От погибших много лет назад родителей мне досталась не только квартира, но и объёмная библиотека, а дед пристрастил меня к чтению. Конечно, я не был прилизанным интеллигентом со скрипочкой под мышкой, но выразиться книжно мог и любил. У меня и братья были такими же книжными червями.
Лопата не знал, что прерывает мои мысли, потому продолжил:
– Сегодня на рынок какой-то бессмертный сунулся. Хотел на нашей точке собаками своими торговать. Ну, ему объяснили, что так нельзя. А этих, – он брезгливо кивнул на лысых щенят, похожих на крупных крыс, – в качестве извинения оставил. Я бы их выкинул с удовольствием. Двоих уже купили, а эти…
– Почём щенки? – раздалось сзади, я обернулся и увидел складчатого даже лицом мужика с борсеткой. Он принялся дотошно выяснять, подойдёт ли такая собака для охраны загородного дома. Лопата не выглядел знатоком собак, и я вмешался. Постарался расписать породу в лучших красках. У меня дома справочник по породам, и в детстве я любил рассматривать в нём картинки. Если честно, мне просто стало жаль этих крысят. Зная Лопату, я бы не удивился, вышвырни он их в первый попавшийся мусорный бак.

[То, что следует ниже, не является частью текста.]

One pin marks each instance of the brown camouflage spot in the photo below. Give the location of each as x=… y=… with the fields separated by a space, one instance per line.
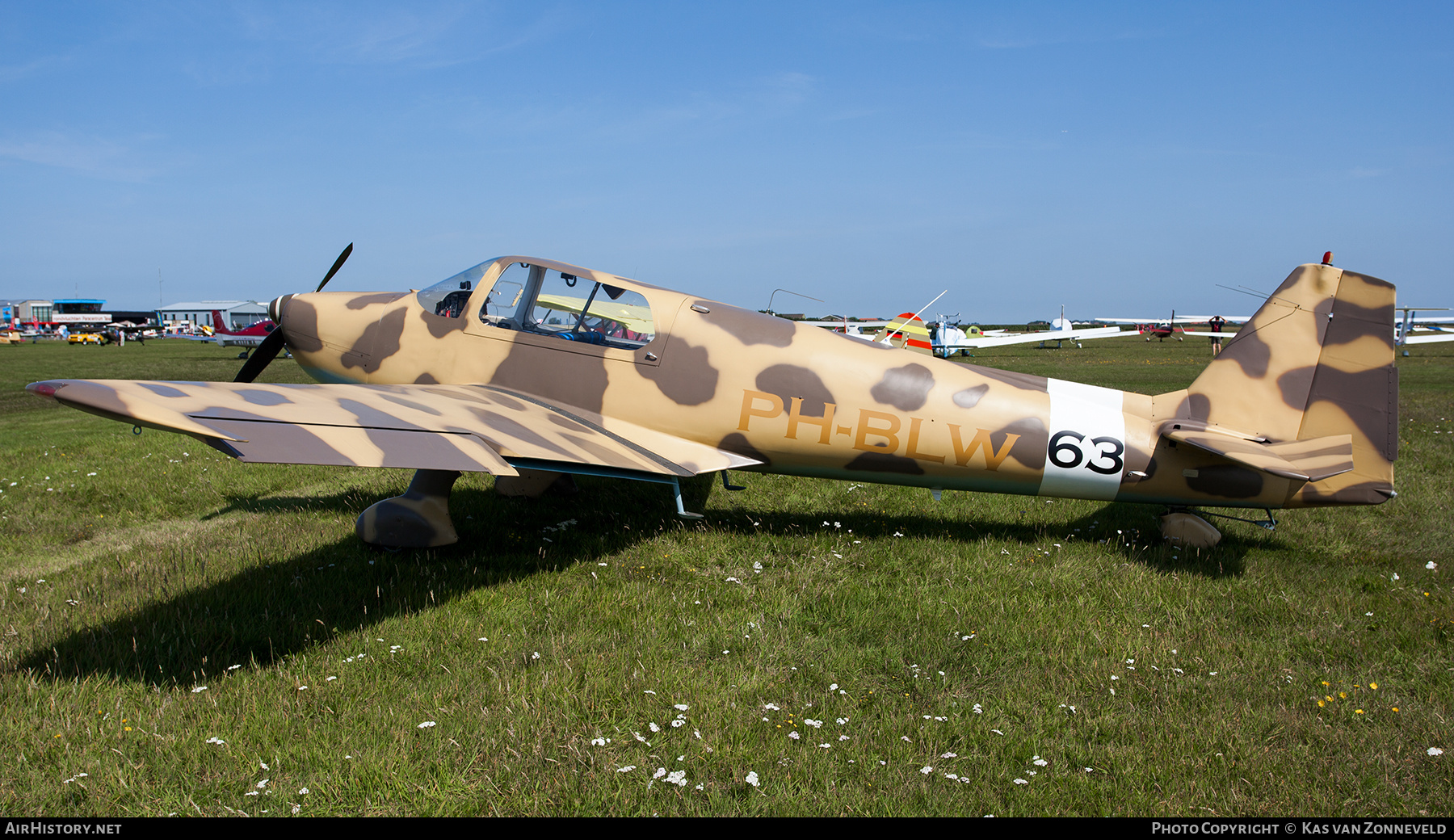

Моя речь произвела впечатление на потенциального покупателя. Щедрый борсеточник достал купюру и ухватил за загривок тигрового кобелька, который жалобно заскулил. Бросив «сдачи не надо», он растворился в толпе.
– Ну и лады! Спасибочки. А что делать с этой бракованной? – озадачился Лопата, любовно пересчитывая деньги и с недовольством поглядывая на последнего щенка.
– Чего она бракованная?
Лопата задумался, но быстро нашёл ответ:
– Ухо рваное, и вообще, вялая какая-то. Наверное, больная. Помрёт скоро, зуб даю. Выкину-ка я её, как думаешь? Скажу, что она того, – Лопата закрыл глаза и скривил лицо, высунув язык вбок. – Пошли, обмоем продажу.
Я глянул на дрожащего грязно-белого щенка и достал из кармана заначку на новые кеды:
– Давай её сюда.
Через полчаса мы сидели на берегу реки, молча пили пиво, наблюдая, как по воде скользят деловитые селезни. Глядя на них, становилось спокойнее: хоть кто-то точно знал, что надо делать и куда спешить. У меня за пазухой щекотно шевелился собачий крысёныш.
– Наверное, есть хочет. Надо идти домой, – заметил я.
– Ага, – равнодушно отозвался Лопата. Он никогда не спешил домой, потому что там его не ждала еда. Его вообще там не ждало ничего хорошего. При этом он непроизвольным жестом потрогал свой карман, и я понял: у него там кое-что припасено. Делиться он не хотел, да я бы и не согласился. Мой максимум саморазрушения ограничивался сигаретами и студенческими пьянками в общаге.